CPA Op-ed: Tariffs on Chinese goods should increase despite talks

Trump administration officials have just returned from Beijing after two days of talks meant to resolve China’s aggressive trade and economic cheating.

Op-ed by Michael Stumo, CEO of CPA, originally appeared on January 12, 2019 in the Hill

President Trump and Chinese President Xi Jinping agreed last month in Buenos Aires to pursue negotiations regarding forced technology transfer, intellectual property theft and cyber hacking.

It’s questionable, however, whether any short-term commitments will be credible or lead to real progress, since Beijing remains committed to a long-term strategy of eroding America’s economic, military and geopolitical strength.

The U.S. team included two knowledgeable veterans, Deputy U.S. Trade Representative Jeffrey Gerrish and Commerce Department Undersecretary Gilbert Kaplan. The two went to China with a strong hand, knowing that the tariffs imposed by President Trump in 2018 have simultaneously strengthened the U.S. economy and put pressure on China’s industrial standing.

It’s been more than six months since President Trump imposed Section 301 tariffs on $50 billion worth of Chinese goods. The tariffs followed a lengthy investigation into repeated cyber-espionage and hacking of U.S. firms by state-owned Chinese entities.

Rather than change course in the face of the tariffs, however, Beijing has doubled down on its predatory behavior — prompting further tariffs on an additional $200 billion of Chinese products. 

As the tariffs have continued, Beijing has continued to brazenly follow a long-term strategy of growing its economic and military strength through predatory economic practices targeting the U.S. consumer market.

The U.S.-China trade deficit is on track to increase by over 11 percent in 2018, despite aggressive tariff action. And in November, the Office of the U.S. Trade Representative issued an update on the tariffs that noted: “China has not fundamentally altered its unfair, unreasonable, and market-distorting practices that were the subject of the March 2018 report on our Section 301 investigation.”

Beijing’s intransigence continues a wider standoff between the two countries. But China stands to lose significantly since it relies heavily on exporting to the U.S. market. The tariffs imposed by President Trump have given U.S. companies sustained breathing room against what had been an ongoing slew of heavily subsidized imports.

Overall, the president’s action has given the U.S. economy a much-needed boost. U.S. manufacturing gained 32,000 jobs last month, capping a hefty jump of 284,000 new factory jobs in 2018.

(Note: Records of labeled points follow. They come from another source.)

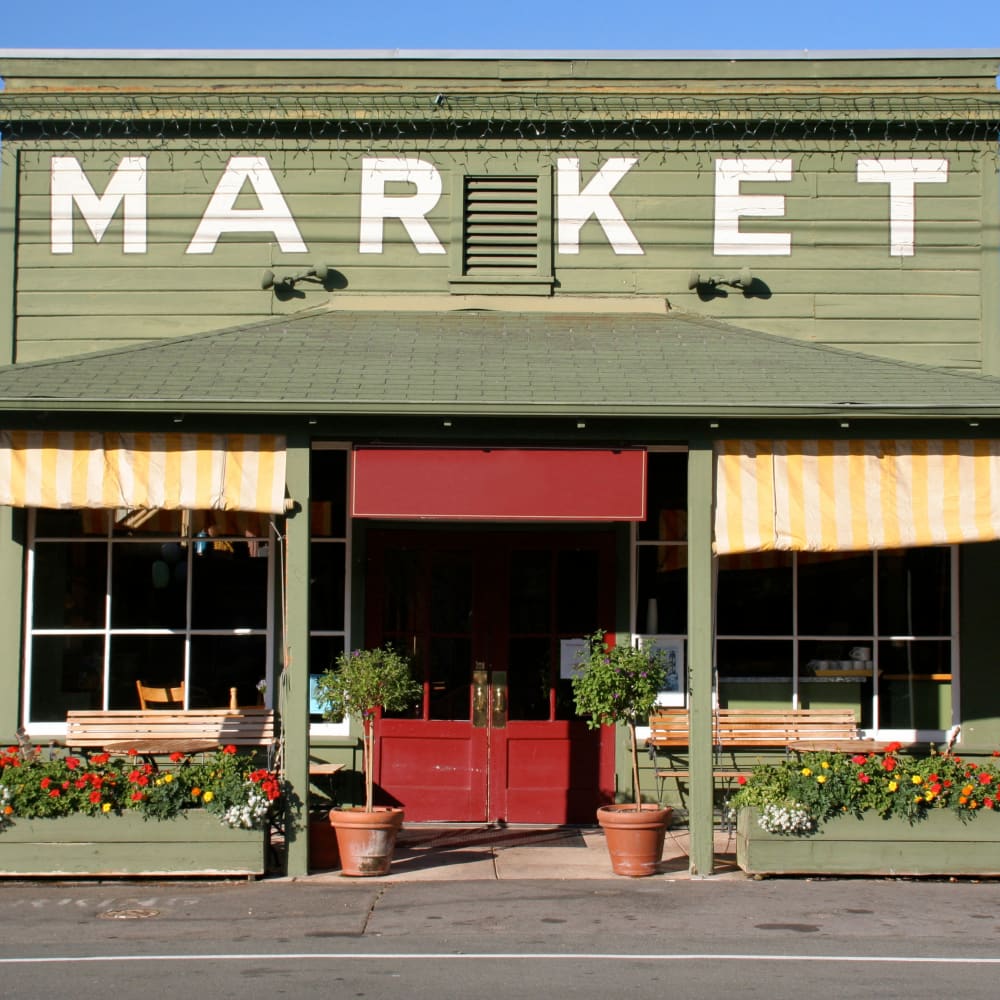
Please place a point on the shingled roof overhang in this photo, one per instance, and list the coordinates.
(493, 364)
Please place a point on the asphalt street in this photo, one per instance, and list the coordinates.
(695, 938)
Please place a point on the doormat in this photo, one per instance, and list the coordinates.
(497, 837)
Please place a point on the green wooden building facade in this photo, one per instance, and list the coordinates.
(446, 299)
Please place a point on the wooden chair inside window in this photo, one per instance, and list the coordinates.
(160, 696)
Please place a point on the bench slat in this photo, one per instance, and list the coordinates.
(737, 729)
(246, 727)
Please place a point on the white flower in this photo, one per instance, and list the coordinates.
(788, 819)
(251, 814)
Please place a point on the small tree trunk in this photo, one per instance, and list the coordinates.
(369, 761)
(635, 767)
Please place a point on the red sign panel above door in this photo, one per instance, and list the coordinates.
(499, 484)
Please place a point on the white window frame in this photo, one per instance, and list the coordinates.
(38, 730)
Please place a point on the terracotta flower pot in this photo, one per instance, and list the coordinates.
(323, 853)
(634, 837)
(366, 840)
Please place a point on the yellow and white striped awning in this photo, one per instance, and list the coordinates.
(829, 496)
(171, 471)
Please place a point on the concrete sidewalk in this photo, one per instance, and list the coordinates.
(432, 852)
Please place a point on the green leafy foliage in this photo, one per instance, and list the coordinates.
(827, 784)
(617, 683)
(224, 782)
(361, 684)
(364, 681)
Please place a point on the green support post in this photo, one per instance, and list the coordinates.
(295, 687)
(700, 656)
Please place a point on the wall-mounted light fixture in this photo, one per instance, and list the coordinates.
(319, 274)
(705, 283)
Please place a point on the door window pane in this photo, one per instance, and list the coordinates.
(219, 663)
(148, 585)
(67, 672)
(755, 594)
(69, 583)
(229, 587)
(449, 674)
(326, 586)
(153, 659)
(835, 593)
(529, 678)
(915, 685)
(577, 592)
(531, 590)
(914, 592)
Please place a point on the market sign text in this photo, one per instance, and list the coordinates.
(576, 203)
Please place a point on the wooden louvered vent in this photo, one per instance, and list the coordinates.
(501, 226)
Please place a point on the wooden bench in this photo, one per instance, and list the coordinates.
(736, 729)
(150, 733)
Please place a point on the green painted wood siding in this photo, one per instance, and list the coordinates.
(839, 285)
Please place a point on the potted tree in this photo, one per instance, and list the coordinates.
(362, 684)
(619, 684)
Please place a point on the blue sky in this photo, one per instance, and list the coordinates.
(771, 25)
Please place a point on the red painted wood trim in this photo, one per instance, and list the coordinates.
(499, 484)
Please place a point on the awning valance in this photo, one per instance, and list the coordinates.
(828, 496)
(171, 471)
(499, 484)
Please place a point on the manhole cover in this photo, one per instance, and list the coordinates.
(132, 914)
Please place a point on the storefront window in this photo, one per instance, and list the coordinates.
(157, 596)
(328, 561)
(870, 631)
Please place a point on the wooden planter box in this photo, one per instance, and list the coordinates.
(194, 843)
(939, 844)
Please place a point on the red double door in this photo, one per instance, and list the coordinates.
(485, 616)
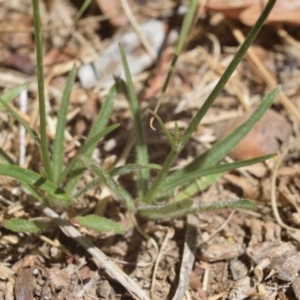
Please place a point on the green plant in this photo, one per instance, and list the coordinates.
(46, 187)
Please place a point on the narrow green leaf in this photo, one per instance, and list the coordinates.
(151, 193)
(236, 204)
(165, 210)
(13, 93)
(195, 187)
(228, 72)
(185, 30)
(31, 132)
(34, 179)
(220, 149)
(98, 223)
(189, 209)
(109, 182)
(187, 175)
(119, 171)
(73, 163)
(164, 129)
(130, 168)
(98, 126)
(58, 145)
(21, 225)
(140, 145)
(41, 89)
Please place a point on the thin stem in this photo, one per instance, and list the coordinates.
(41, 91)
(227, 74)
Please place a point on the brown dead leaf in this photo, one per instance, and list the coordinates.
(264, 138)
(112, 7)
(248, 11)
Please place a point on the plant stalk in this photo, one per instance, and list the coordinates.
(41, 89)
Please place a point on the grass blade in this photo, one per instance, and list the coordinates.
(189, 209)
(34, 179)
(228, 72)
(185, 29)
(166, 210)
(73, 164)
(186, 175)
(58, 145)
(130, 168)
(22, 225)
(119, 171)
(98, 126)
(99, 224)
(150, 195)
(140, 145)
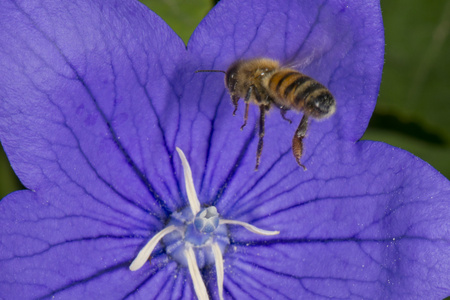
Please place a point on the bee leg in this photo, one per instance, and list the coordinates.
(235, 100)
(247, 104)
(283, 115)
(297, 141)
(262, 110)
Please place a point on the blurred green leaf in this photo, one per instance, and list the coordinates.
(182, 16)
(415, 88)
(8, 180)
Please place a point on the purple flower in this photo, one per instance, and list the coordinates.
(95, 96)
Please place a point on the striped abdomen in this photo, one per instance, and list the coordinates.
(293, 90)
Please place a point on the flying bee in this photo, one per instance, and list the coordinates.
(266, 83)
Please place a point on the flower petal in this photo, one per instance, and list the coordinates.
(85, 86)
(46, 251)
(374, 222)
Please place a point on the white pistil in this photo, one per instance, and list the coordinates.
(249, 227)
(199, 285)
(190, 189)
(207, 216)
(219, 267)
(145, 252)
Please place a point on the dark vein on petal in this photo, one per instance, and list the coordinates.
(107, 184)
(137, 288)
(115, 138)
(302, 278)
(158, 121)
(224, 185)
(123, 264)
(250, 296)
(262, 284)
(66, 242)
(210, 136)
(316, 21)
(257, 198)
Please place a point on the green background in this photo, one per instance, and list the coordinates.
(413, 109)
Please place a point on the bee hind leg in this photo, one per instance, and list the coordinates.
(247, 104)
(283, 115)
(235, 100)
(262, 110)
(297, 141)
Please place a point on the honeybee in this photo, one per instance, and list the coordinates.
(266, 83)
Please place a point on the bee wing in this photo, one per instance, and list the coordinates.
(300, 63)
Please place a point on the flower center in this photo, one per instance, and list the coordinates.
(198, 233)
(195, 237)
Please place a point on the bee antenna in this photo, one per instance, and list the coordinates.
(211, 71)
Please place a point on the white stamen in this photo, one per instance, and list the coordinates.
(249, 227)
(199, 285)
(145, 252)
(219, 267)
(190, 189)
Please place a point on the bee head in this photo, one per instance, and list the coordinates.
(322, 106)
(231, 76)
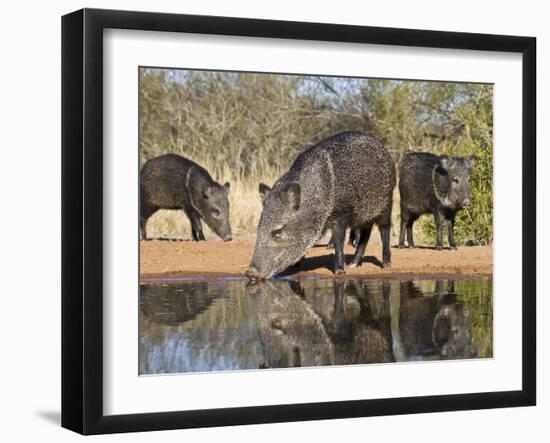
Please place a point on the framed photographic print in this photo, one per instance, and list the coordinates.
(270, 221)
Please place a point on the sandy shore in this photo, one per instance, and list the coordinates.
(161, 259)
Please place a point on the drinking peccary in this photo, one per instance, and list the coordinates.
(174, 182)
(436, 184)
(344, 181)
(264, 190)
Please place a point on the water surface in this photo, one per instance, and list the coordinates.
(220, 325)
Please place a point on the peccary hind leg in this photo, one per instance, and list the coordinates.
(386, 252)
(338, 236)
(146, 212)
(450, 232)
(404, 223)
(410, 240)
(407, 221)
(439, 220)
(362, 238)
(196, 225)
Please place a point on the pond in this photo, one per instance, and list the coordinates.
(228, 324)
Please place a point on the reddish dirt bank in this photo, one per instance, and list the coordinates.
(162, 259)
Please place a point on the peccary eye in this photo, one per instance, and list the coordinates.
(277, 234)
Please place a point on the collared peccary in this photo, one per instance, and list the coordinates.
(264, 190)
(344, 181)
(171, 181)
(440, 185)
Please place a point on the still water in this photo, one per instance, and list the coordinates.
(221, 325)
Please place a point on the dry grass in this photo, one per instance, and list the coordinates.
(244, 202)
(245, 208)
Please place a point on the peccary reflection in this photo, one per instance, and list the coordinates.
(392, 321)
(291, 333)
(172, 305)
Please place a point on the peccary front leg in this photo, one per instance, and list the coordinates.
(404, 224)
(338, 236)
(451, 233)
(146, 212)
(362, 240)
(386, 251)
(196, 225)
(410, 240)
(439, 220)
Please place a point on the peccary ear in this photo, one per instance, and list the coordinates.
(290, 194)
(207, 191)
(446, 161)
(264, 190)
(471, 161)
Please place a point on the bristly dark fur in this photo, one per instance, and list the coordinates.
(344, 181)
(433, 184)
(174, 182)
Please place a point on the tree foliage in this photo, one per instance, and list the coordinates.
(249, 127)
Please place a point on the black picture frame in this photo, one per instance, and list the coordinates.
(82, 218)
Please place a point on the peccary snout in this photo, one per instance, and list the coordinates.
(253, 274)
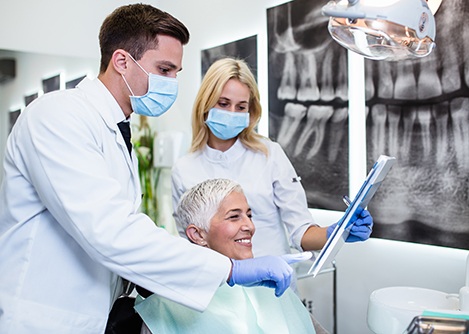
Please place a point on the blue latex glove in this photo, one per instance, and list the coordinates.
(360, 230)
(270, 271)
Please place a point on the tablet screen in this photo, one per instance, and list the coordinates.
(337, 238)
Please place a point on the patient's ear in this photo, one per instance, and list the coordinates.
(196, 235)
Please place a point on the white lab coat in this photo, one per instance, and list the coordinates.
(271, 185)
(69, 222)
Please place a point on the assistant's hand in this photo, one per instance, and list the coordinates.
(360, 230)
(270, 271)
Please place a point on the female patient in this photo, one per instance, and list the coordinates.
(215, 214)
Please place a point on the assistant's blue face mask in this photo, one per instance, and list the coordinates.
(226, 124)
(162, 92)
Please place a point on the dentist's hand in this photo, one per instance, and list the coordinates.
(360, 230)
(270, 271)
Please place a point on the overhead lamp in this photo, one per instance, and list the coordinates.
(383, 29)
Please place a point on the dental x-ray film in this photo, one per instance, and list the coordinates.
(337, 238)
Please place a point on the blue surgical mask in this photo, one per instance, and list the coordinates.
(226, 124)
(162, 92)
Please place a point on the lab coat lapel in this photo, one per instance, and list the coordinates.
(104, 102)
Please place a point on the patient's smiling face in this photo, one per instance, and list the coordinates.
(231, 228)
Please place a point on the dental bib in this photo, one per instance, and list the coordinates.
(232, 310)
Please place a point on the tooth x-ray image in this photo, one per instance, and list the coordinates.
(245, 49)
(308, 102)
(418, 111)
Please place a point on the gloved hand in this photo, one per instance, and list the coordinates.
(361, 228)
(270, 271)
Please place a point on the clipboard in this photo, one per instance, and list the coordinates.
(337, 238)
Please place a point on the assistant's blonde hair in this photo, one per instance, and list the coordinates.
(210, 91)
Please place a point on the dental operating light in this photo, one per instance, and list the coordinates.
(382, 29)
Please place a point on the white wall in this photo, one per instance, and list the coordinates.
(70, 28)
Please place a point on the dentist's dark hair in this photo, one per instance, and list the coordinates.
(135, 28)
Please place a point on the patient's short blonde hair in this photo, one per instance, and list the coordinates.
(199, 204)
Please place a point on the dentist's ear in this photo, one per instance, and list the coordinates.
(119, 60)
(196, 235)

During the first two years of the Trump administration, U.S. manufacturing job growth has expanded at nearly eight times the rate of 2015-2016. That has contributed to wider, inflation-adjusted GDP growth of 3.5 percent in the third quarter of 2018 —far better than many economists had predicted. 

Beijing hasn’t fared as well in comparison. China’s stock market has fallen by roughly 25 percent in the past year, and a key manufacturing indicator showed slower manufacturing growth in October for the second straight month. In fact, the October level was the lowest for China since July 2016, with new export orders contracting for the fifth straight month.

It’s not surprising that Beijing has a lot to lose from a trade war with the United States. China has long engineered its economic and industrial rise on a state-directed program of seizing market share from U.S. competitors, by any means necessary.

Even after entering the World Trade Organization (WTO) in 2001, Beijing has never actually curtailed its massive subsidization of state-owned enterprises, currency management and dumping of product in the U.S. market at below cost of production.

It’s China’s cyber crimes and technology theft that remain particularly egregious, however. Beijing remains focused on capturing America’s high-tech prowess — all part of a pattern of deflecting short-term penalty in favor of long-term gain.

Beijing also has a long history of engaging in diplomatic talks, making grand promises and then not delivering. U.S. Trade Ambassador Robert Lighthizer is aware of these many previous failed negotiations and carries a folder of them to present to any administration officials who may not be aware of that history. 

All of this opportunism on the part of Beijing is merely prologue to the latest round of talks — and their inevitably inconclusive resolution.

That’s fine, though. The tariffs are working, and President Trump should keep taking a hard line against Beijing. In the long game, the administration’s trade team is very aware that the issues go beyond just China’s retaliation against U.S. soybean farmers, for example, or the continuing theft of U.S. companies’ intellectual property.

What’s really at stake is determining who will lead the world in the decades to come. China plans for decades. America does not. The administration should resist pressure from Wall Street to make a deal with Beijing. That would be based on short-termism. Any quick deal could very well be judged, in retrospect, as a severe mistake.

Michael Stumo is CEO of the Coalition for a Prosperous America (CPA), an organization that advocates on behalf of U.S. farmers and manufacturers.